Penulis Sepakbola dan pesepakbola, sebagai pelaku dalam industri sepakbola, pasti menginginkan opsi ketiga sebagai capaian utama. Penulis sepakbola, sebagai empunya karya yang didapat dari hasil permainan para pesepakbola maupun kejadian lain yang berhubungan dengan sepakbola, wajar juga jika ingin mendapat apresiasi tinggi dari pembaca. Begitu juga pesepakbola, sebagai pelaku utama di lapangan hijau pasti ingin apa yang ditampilkan di lapangan juga dihargai dengan sepatutnya.
Genre football writing saat ini menjadi wadah bagi siapapun yang menggemari sepakbola. Seperti terbaca dalam salah satu editorial www.Panditfootball.com yang berjudul "Supersub dan Genre Football Writing yang Terus Berkembang", genre ini masih akan terus berkembang. Merujuk kutipan Arnold J.Toynbee tentang konsep respon and challenge, bisalah dikatakan bahwa genre football writing adalah sebuah gerak dan bukan keaadan, merupakan suatu perjalanan dan bukan pelabuhan.
Pada saat ini memang benar siapapun dapat melibatkan diri pada perjalanan menjadi penulis sepakbola. Dari latar belakang apapun dan berbeda-beda, kini banyak sekali orang yang ingin menulis sepakbola dengan berbagai sudut pandang. Terlebih pada zaman digital saat ini yang membuat segalanya menjadi mungkin.
Secara pribadi saya baru memulai menulis tepatnya pada Maret 2012 lalu. Tulisan saya tayang di kolom OPOSAN (Opini Ole Santun) di Tabloid Bola. Tulisan berjudul "Cinta, Loyalitas, dan Harapan" itu terbit pada edisi 23 Maret 2012. Sejak saat itu saya mulai sering menulis.
Saya mencari media online yang mudah untuk memuat artikel. Ternyata saya menemukannya di https://www.beritasatu.com/blog/olahraga.php. Kala itu Pangeran Siahaan masih sering menulis dalam kolom Opini Olahraga di blog tersebut.
Tapi dari situ pula saya menemukan tantangannya. Tantangan terbesar menjadi penulis di zaman digital seperti ini, bagi saya dan mungkin sebagian besar penulis (muda) yang lain, adalah melawan rasa cepat puas.

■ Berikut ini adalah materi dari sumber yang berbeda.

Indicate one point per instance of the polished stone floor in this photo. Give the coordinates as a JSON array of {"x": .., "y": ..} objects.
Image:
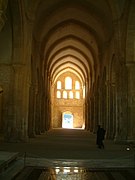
[{"x": 72, "y": 154}]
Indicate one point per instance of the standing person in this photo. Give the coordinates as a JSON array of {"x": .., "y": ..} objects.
[{"x": 100, "y": 137}]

Bagaimana tidak, begitu mudahnya menjadi penulis pada saat ini. Sekali kirim ke media tertentu, lalu diposting oleh media yang bersangkutan di social media (twitter) dan kemudian mendapatkan perhatianatau apresiasi dari followers berupa reply, retweet dan favorite. Makin banyak respons pembaca di media sosial, makin gampangan pula kita sudah merasa menjadi penulis yang bagus.
Bandingkan dengan zaman cetak. Mengirim tulisan saja harus harus melalui kantor pos. Dan untuk mengetahui tulisan dimuat atau tidak harus membeli surat kabar tujuan. Itu pun sangat lama prosesnya. Seorang penulis pemula sangat jarang yang bisa langsung dimuat di koran. Antri. Harus bersaing dengan penulis-penulis top yang sudah berpengalaman.

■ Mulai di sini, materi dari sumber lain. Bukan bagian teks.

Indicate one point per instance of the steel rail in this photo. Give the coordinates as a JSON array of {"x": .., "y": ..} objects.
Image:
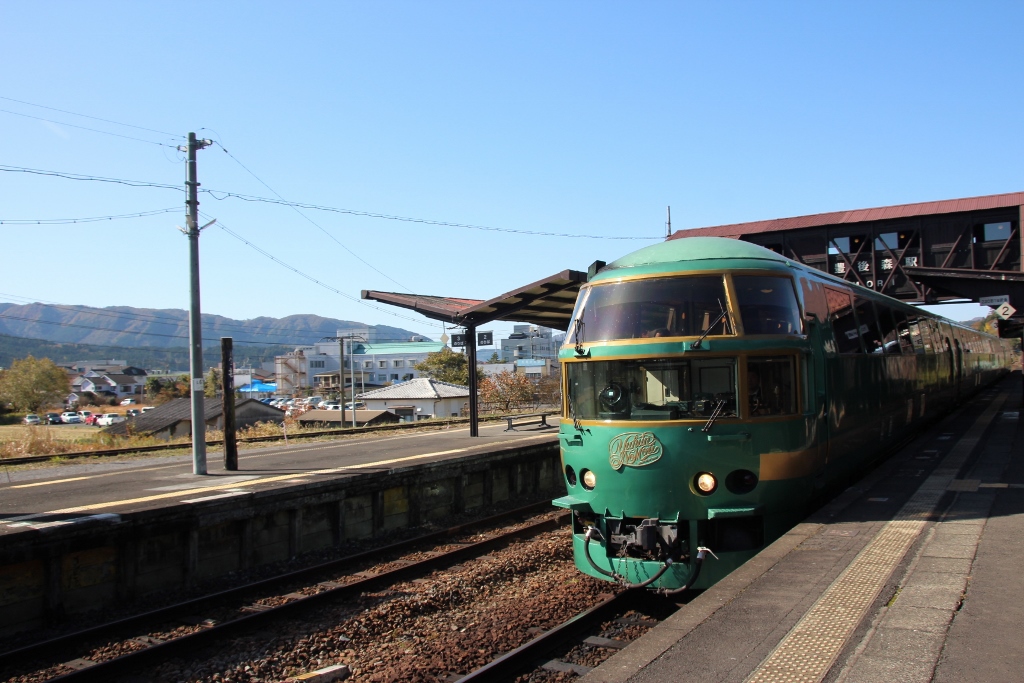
[
  {"x": 528, "y": 654},
  {"x": 61, "y": 643}
]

Di awal-awal mulai menulis di media digital, saya juga banyak merasakan hal tersebut. Saya gampang terlalu cepat puas hanya karena dimuat dan diapresiasi banyak orang di media sosial dalam bentuk reply, retweet atau di-fav..
Rasa cepat puas seorang penulis sepakbola mungkin dapat disamakan dengan pesepakabola yang karirnya cepat melesat namun juga cepat pula meredup. Orang-orang menyebutnya sebagai one hit wonder. Satu kali membuat prestasi atau sensasi, setelah itu bak hilang ditelan bumi.

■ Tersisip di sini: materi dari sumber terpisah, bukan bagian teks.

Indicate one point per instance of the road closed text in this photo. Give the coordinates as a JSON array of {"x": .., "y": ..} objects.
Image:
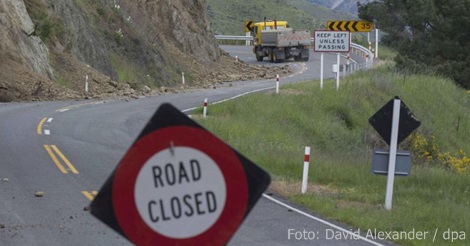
[
  {"x": 178, "y": 188},
  {"x": 188, "y": 205}
]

Ambil contoh Freddy Adu. Dalam usia 14 tahun ia sudah menjadi sangat terkenal. Ia bahgkan mendapatkan cap sebagai "Pele Baru". Sekarang? Di usia yang baru 25 tahun dirinya hanya tercatat sebagai pemain Tampa Bay Rowdies, klub yang berada di North American Soccer League (NASL). Karena cepat puas?
Atau ambil contoh Martin Odegaard. Ia dikabarkan sempat menolak bermain untuk Madrid Castilla karena dirinya (mungkin) merasa lebih pantas berada di skuat utama Real Madrid bersama Cristiano Ronaldo dkk. Karena cepat merasa puas juga? Atau?
Ketika seseorang sudah mendapat sesuatu yang diinginkan, jika tidak ditindaklanjuti dengan latihan dan mengembangkan diri terus menerus, maka klimaks dari pencapaiannya pun sudah ada di depan mata. Dan rasa cepat puas adalah jalan pintas menuju kehancuran.